Era da 24 anni che l'Italia non aveva un membro Cio eletto a titolo individuale, vale a dire indipendentemente dalla carica ricoperta. L'ultimo era stato Pescante che proprio in questa Sessione lascia la parte attiva per raggiunti limiti d'età e diventa membro onorario. Successivamente soltanto nomination sulla base dei ruoli ricoperti nelle federazioni internazionali o in quota atleti. Mai nessuno dei suoi 15 predecessori era nato a Roma (tra i membri italiani del Cio, non a titolo individuale, l'altro nato a Roma è Ottavio Cinquanta). Il primo dirigente italiano a diventare membro Cio era stato il conte napoletano Ferdinando Lucchesi Palli che entrò nel governo olimpico in occasione della fondazione del Cio nel 1894, a Parigi. Con l'uscita di Pescante e l'ingresso di Malagò i membri italiani del Cio restano tre: insieme al presidente del Coni ci sono infatti Franco Carraro e Ivo Ferriani (in qualità di presidente di federazione internazionale e da oggi anche membro dell'Esecutivo del Cio). Con Malagò entrano nel Cio Daina Gudzineviciute (Lituania), Felicite  Rwemarika (Ruanda), Camilo Perez Lopez Moreira (Paraguay), Samira  Asghari (Afghanistan), William Blick (Uganda), il principe Jigyel  Ugyen Wangchuck (Bhutan), Morinari Watanabe (Giappone) e Andrew  Parsons (Brasile).

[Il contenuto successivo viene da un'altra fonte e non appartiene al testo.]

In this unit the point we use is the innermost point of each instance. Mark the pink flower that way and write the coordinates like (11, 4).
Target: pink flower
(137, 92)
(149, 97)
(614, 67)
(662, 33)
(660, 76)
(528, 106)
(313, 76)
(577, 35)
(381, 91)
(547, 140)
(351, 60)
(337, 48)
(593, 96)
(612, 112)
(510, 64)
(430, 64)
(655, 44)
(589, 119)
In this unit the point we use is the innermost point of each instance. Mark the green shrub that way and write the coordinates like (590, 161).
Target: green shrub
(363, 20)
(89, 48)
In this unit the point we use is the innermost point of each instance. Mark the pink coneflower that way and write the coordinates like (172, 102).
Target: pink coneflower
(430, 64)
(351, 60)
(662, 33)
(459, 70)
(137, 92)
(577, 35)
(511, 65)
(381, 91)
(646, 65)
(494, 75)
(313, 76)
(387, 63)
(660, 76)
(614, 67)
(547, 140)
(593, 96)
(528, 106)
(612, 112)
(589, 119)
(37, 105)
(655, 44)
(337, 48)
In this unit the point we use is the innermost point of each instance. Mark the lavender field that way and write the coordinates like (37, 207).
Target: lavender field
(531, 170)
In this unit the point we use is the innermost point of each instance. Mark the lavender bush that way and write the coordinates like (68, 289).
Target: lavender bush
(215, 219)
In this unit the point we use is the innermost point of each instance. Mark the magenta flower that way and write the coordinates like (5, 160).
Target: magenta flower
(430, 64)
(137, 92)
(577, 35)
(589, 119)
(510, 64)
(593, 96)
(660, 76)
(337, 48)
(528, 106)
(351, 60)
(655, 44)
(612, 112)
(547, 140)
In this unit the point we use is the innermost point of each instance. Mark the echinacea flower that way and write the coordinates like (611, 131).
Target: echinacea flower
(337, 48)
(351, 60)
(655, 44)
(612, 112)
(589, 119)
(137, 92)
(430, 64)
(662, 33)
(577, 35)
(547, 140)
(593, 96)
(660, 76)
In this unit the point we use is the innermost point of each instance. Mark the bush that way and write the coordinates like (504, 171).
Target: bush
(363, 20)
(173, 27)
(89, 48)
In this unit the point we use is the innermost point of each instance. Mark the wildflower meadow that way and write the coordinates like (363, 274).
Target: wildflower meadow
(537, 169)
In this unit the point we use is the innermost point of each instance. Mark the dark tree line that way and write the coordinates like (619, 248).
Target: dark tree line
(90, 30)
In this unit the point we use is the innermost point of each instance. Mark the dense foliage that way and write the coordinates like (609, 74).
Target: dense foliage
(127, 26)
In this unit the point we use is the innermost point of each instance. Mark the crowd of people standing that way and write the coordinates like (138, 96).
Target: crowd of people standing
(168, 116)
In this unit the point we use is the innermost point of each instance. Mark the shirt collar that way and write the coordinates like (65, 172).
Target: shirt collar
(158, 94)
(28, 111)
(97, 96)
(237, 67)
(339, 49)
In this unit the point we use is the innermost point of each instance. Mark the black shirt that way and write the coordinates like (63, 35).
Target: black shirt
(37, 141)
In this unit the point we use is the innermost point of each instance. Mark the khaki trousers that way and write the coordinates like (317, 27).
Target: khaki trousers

Malagò: "Sport italiano più forte"

"Il fatto che Bach abbia voluto proporre il mio nome a livello individuale dimostra due cose: un grandissimo rispetto per l'Italia e penso una grande considerazione nei miei riguardi, soprattutto per quello che ho fatto in difesa dei cinque cerchi olimpici da quando sono presidente. Credo che questo sia molto apprezzato". Sono le prime parole di Giovanni Malagò dopo la sua elezione come membro del Cio. A chi domanda se questa nomina gli dia più forza per difendere l'autonomia dello sport italiano, Malagò risponde: "Io non sono mai stato preoccupato, non ci avevo mai pensato, ma è qualcosa che può rafforzare l'autonomia dello sport".

Una partita da vincere

"Cerco di anteporre sempre le cose per le quali mi adopero e ho passione. Il mio mondo, il Coni, il mio Paese. Poi non so quanti sappiano la differenza tra un membro individuale ed uno in rappresentanza e di un comitato olimpico e di una federazione. Vengo chiamato e sono stato eletto per rappresentare l'Italia in questo mondo ed è un motivo di grande orgoglio, a prescindere da ciò che faccio e farò da grande. Senso di responsabilità importante, è un attestato di prestigio. Emozionato no, ma convinto e determinato. Io ho sempre detto che se la partita la riesci a giocare - magari sbagliavo - per una serie di ragionamenti l'avremmo potuta vincere e questa (Milano-Cortina, ndr) penso la vinceremo".